Background technology
Currently in large-scale distributed storage system, purview certification, quota control are concentrated in order to realize,
The method that major part employs centralized metadata management, will entirely in storage system all data member
Information is left concentratedly to be stored in some nodes.Metadata node (alternatively referred to as first number in this framework
According to server etc.) availability be directly connected to the availability of whole system, in a variety of distributed systems
Increase the availability of Metadata Service all by way of redundancy.
The mode of redundancy can introduce necessary use state synchronous protocol between multiple nodes, node, it is ensured that in office
When the decision that time is made all is correct and undeniable.In a distributed system, if each section
The original state of point is consistent, and each node is carried out identical command sequence, then they can finally obtain
One consistent state.To ensure that each node performs identical command sequence, it is necessary in each instruction
It is upper to perform one " consistency algorithm " to ensure that the instruction that each node is seen is consistent.

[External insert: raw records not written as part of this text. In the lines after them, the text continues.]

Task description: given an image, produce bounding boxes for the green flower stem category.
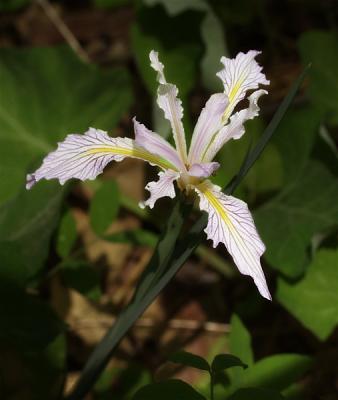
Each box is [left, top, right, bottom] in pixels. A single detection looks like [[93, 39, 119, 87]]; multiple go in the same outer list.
[[120, 194, 236, 278]]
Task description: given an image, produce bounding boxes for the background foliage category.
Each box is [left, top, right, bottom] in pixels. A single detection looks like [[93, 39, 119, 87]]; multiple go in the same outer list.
[[0, 0, 338, 400]]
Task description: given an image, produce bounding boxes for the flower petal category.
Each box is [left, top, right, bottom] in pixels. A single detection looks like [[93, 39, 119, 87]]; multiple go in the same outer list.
[[149, 50, 187, 164], [26, 128, 175, 189], [188, 93, 229, 164], [188, 161, 220, 179], [203, 89, 268, 162], [139, 170, 180, 208], [133, 118, 185, 170], [196, 181, 271, 300], [217, 50, 270, 122]]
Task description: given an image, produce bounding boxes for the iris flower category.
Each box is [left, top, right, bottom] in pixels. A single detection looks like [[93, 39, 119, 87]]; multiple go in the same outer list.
[[26, 50, 271, 299]]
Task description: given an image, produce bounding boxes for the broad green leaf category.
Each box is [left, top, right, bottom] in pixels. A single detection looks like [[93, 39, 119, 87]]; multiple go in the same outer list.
[[232, 354, 312, 390], [255, 161, 338, 278], [89, 181, 120, 235], [56, 210, 77, 258], [0, 47, 131, 203], [61, 260, 101, 301], [225, 66, 309, 193], [102, 229, 158, 247], [68, 73, 304, 400], [0, 182, 64, 284], [227, 388, 285, 400], [168, 351, 210, 372], [143, 0, 227, 91], [0, 280, 66, 400], [211, 354, 248, 373], [277, 248, 338, 340], [132, 379, 206, 400], [228, 314, 254, 382], [299, 31, 338, 123]]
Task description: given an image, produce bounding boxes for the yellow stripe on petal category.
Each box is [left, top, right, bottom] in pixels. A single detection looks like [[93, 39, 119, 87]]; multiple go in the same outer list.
[[196, 181, 271, 299], [83, 146, 178, 171], [26, 128, 177, 189]]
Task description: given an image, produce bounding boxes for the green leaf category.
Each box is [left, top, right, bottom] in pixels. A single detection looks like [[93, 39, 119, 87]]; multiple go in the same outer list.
[[228, 388, 285, 400], [228, 314, 254, 383], [0, 182, 63, 284], [0, 47, 132, 203], [143, 0, 227, 91], [102, 229, 158, 247], [61, 260, 101, 301], [255, 161, 338, 278], [68, 69, 306, 400], [56, 210, 77, 258], [132, 379, 206, 400], [211, 354, 248, 372], [277, 248, 338, 340], [273, 106, 320, 183], [89, 181, 120, 235], [299, 31, 338, 124], [92, 0, 131, 9], [0, 280, 66, 400], [213, 118, 283, 198], [168, 351, 210, 372], [225, 67, 309, 193], [232, 354, 312, 390]]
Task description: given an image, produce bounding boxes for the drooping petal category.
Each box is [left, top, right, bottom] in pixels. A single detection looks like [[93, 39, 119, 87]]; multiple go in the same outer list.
[[217, 50, 270, 122], [140, 170, 180, 208], [133, 118, 185, 170], [188, 93, 229, 164], [189, 161, 220, 179], [26, 128, 175, 189], [149, 50, 187, 164], [203, 89, 267, 162], [196, 181, 271, 300]]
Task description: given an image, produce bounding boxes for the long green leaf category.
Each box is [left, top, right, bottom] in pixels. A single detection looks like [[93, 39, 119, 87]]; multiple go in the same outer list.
[[68, 68, 308, 400], [225, 64, 310, 193]]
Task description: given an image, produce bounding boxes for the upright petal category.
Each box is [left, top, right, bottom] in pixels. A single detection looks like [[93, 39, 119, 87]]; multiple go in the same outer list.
[[217, 50, 270, 122], [26, 128, 175, 189], [149, 50, 187, 164], [188, 161, 220, 179], [203, 89, 267, 162], [140, 170, 180, 208], [196, 181, 271, 300], [133, 118, 185, 170], [188, 93, 229, 164]]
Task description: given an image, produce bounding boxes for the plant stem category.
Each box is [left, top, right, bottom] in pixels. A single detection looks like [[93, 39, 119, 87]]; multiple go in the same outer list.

Paxos agreements are acknowledged as one of most widely used agreement in state synchronized agreement, and it is solved
The problem of be how a distributed system reaches an agreement with regard to some value (resolution).Paxos agreements are being repaiied
When changing operation, all modifications state monotonic increase can be numbered, and decision-making is carried out on multiple nodes, such as
Really most of nodes are all agreed to receive this decision-making, then change and be persisted to multiple nodes respectively.So
Protocol Design can ensure that resolution all most of nodes are agreed to make every time, it is ensured that resolution is just
True property, whereas if a small number of nodes can make a resolution, can cause to produce two in same protocol number
Resolution, appears to be mistake resolution from user perspective or resolves inconsistent.Resolution number and resolution every time simultaneously
Persistence itself ensure that an error has occurred recover when, as long as the data of most of nodes are not appointed
What is lost, then what the resolution made in the past was still retained, and any resolution afterwards can be based on one
Individual correct resolution basis proceeds, and ensures that the consistent of data is resolved correctly at any time.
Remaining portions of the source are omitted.